A petition of Dungal's son and heir, Duncan MacDouall, dating to 1347, relates that Dungal lost £100 worth of Scottish lands supporting the cause of Edward I and Edward II. This source further reveals that a brother of Dungal was slain during the war—on account of the brothers' part in the capture and execution of Robert's brothers—and that Dungal's eldest son was slain, supporting the English cause, at the Battle of Bannockburn. Duncan's petition relates that his father received an annual sum of £20, and that at present, Duncan and Dungal's six other sons were deprived of support. As a result, Duncan requested that his father's pension be continued. Duncan's petition was endorsed: "It seems to the Council it would be charitable to do some favour to them". The names of Dungal's other sons are unknown. One possibility is that one was the Thomas MacDouall whose wife, Johanna, is reported to have been abducted at Carlisle in 1308, along with Thomas' goods and chattels.

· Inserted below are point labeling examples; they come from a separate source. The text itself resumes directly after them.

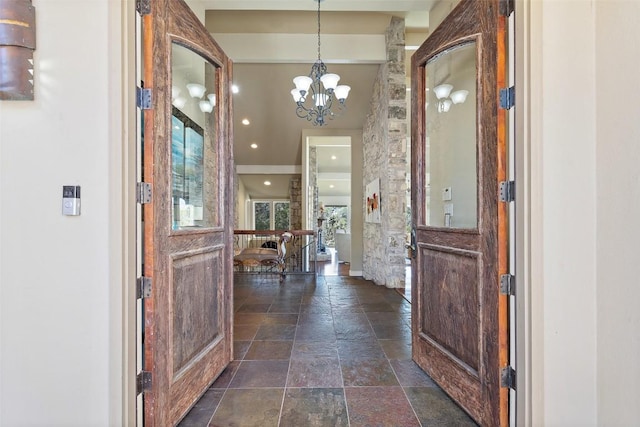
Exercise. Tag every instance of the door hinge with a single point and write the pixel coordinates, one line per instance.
(143, 7)
(143, 98)
(507, 97)
(143, 382)
(506, 7)
(508, 377)
(143, 287)
(507, 191)
(143, 193)
(507, 284)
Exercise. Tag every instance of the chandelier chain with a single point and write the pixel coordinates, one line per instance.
(319, 30)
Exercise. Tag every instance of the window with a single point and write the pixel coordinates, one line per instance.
(337, 219)
(271, 215)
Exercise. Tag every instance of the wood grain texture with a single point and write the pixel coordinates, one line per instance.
(450, 305)
(478, 393)
(188, 339)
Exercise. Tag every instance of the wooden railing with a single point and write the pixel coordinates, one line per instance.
(300, 256)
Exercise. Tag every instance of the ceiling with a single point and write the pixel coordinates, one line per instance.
(270, 42)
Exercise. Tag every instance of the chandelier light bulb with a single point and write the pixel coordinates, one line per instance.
(205, 106)
(296, 96)
(330, 80)
(342, 92)
(196, 90)
(442, 91)
(179, 102)
(320, 99)
(444, 106)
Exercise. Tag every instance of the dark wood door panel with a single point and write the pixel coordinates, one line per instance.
(195, 301)
(459, 317)
(449, 303)
(188, 338)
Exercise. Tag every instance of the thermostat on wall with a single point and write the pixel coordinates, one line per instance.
(71, 200)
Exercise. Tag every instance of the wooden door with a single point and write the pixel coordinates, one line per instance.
(459, 317)
(188, 230)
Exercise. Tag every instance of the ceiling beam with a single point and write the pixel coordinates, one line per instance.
(302, 48)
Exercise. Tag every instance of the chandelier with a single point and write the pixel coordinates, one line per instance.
(323, 88)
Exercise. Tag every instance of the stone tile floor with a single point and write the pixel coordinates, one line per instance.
(334, 352)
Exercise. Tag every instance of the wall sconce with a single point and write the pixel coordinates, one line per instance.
(17, 43)
(196, 90)
(446, 98)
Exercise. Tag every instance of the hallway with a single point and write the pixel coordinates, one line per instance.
(332, 353)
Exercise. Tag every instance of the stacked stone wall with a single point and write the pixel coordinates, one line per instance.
(384, 154)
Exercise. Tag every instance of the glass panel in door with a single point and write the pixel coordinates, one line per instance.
(451, 146)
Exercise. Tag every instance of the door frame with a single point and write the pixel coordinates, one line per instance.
(488, 401)
(528, 215)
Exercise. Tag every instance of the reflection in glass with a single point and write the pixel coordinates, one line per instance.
(193, 124)
(450, 143)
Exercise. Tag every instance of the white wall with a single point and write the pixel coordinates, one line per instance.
(583, 202)
(564, 315)
(618, 211)
(60, 276)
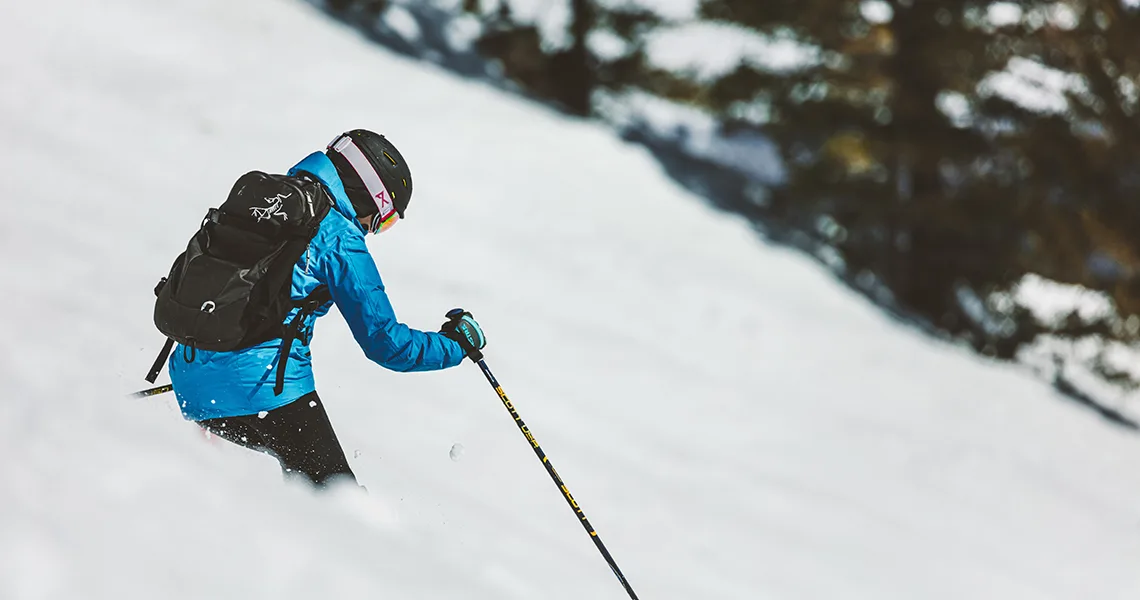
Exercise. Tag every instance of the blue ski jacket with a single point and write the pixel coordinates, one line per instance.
(218, 384)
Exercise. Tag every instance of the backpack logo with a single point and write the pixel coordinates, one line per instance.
(276, 203)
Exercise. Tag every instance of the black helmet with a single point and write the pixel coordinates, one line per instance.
(382, 161)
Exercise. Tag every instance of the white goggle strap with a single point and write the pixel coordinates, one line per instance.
(347, 147)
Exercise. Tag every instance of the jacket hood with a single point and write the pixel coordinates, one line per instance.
(318, 165)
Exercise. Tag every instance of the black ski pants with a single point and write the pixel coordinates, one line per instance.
(299, 435)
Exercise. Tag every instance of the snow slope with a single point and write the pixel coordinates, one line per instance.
(734, 423)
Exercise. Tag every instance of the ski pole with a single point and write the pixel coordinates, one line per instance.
(554, 476)
(153, 391)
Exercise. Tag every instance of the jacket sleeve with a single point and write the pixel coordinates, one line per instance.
(358, 292)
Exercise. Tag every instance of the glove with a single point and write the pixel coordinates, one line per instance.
(462, 327)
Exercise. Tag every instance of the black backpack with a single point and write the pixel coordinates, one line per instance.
(230, 289)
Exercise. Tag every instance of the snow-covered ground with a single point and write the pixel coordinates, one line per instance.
(735, 423)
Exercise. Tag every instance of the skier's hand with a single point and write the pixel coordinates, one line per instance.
(462, 327)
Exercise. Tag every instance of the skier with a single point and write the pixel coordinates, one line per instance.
(233, 394)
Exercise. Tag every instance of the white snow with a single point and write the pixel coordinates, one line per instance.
(734, 422)
(1034, 86)
(877, 10)
(1051, 301)
(707, 50)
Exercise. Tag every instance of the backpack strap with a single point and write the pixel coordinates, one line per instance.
(308, 306)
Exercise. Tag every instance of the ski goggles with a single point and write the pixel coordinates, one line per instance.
(385, 216)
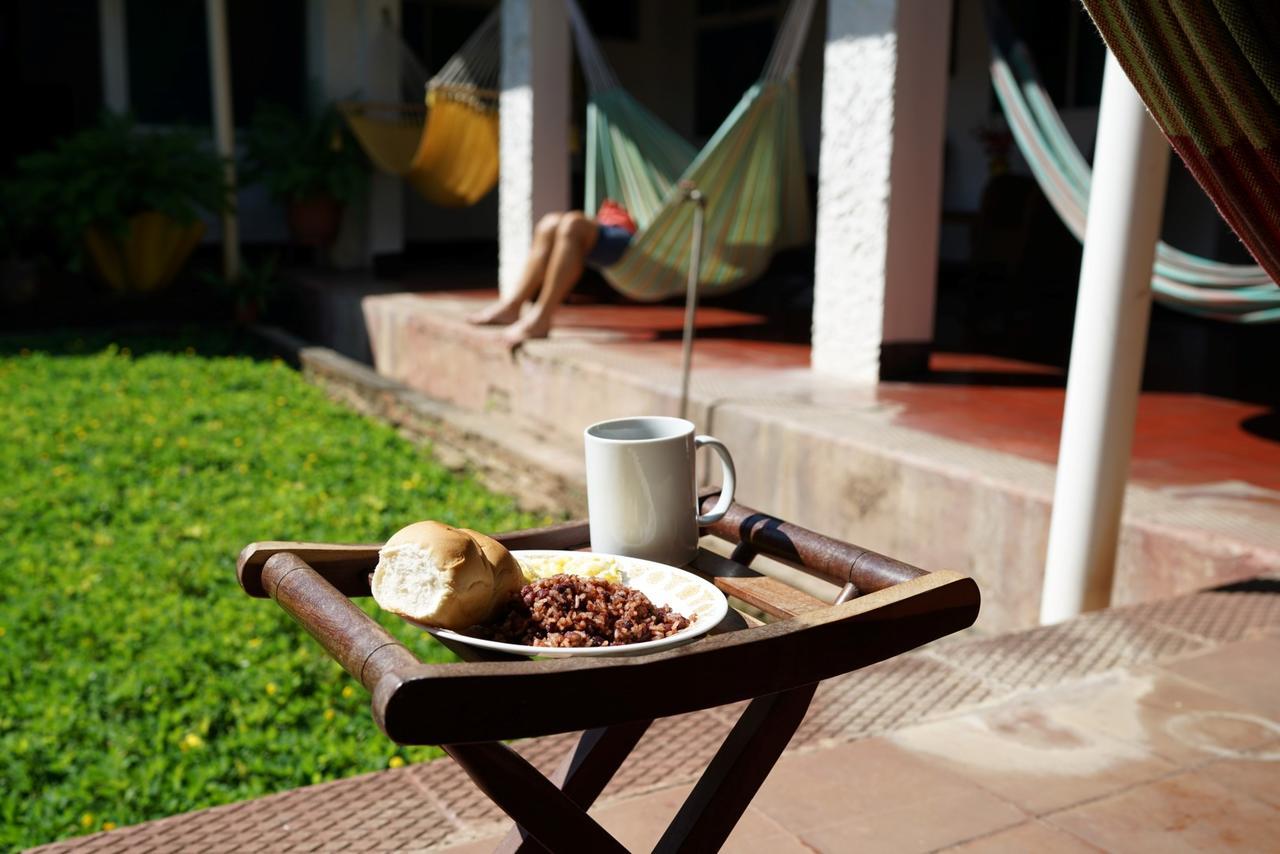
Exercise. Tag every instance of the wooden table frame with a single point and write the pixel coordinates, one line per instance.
(885, 608)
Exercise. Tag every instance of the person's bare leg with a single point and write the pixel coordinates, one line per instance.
(507, 309)
(575, 237)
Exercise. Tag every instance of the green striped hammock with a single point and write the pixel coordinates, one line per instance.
(1189, 283)
(752, 174)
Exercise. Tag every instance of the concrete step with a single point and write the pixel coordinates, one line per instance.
(827, 455)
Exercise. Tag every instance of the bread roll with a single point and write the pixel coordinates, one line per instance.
(449, 578)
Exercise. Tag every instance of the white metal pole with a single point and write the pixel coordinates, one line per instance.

Dungal was closely associated with John MacDougall. For example, in July 1310, Dungal is recorded to have received 100 merks from John for his service to the English. Later, in 1315/1316, John, Dungal, and Duncan MacGodfrey are recorded to have received wages and supplies from the English for their services against the Scottish Crown in the Irish Sea region. Both Dungal and Duncan MacGodfrey are recorded amongst the garrison of Carlisle after the fall of Edward Bruce in 1318. It is possible that the activities of the MacDougalls and MacDoualls in the Irish Sea region partly spurned on the Bruce campaign in Ireland. It is possible that Dungal regarded John MacDougall as a kinsman. John died in September 1317, and Dungal supervised his funeral. Dungal acted as the latter's executor, and in March 1326/1327, Dungal is recorded to have petitioned Edward III for the balance of John's annual pension of 200 merks in order to pay off the John's outstanding debts.

Dungal himself was dead by January 1327/1328, when his widow—identified as Margaret—was confirmed the ward of Henry Malton's former lands that had been granted to Dungal. Later in February, Edward III is recorded to have freed Dungal's executors from the demand of debts upon these lands, on account of Dungal's faithful service. Dungal was succeeded by his son, Duncan. Margaret was dead by January 1333/1334.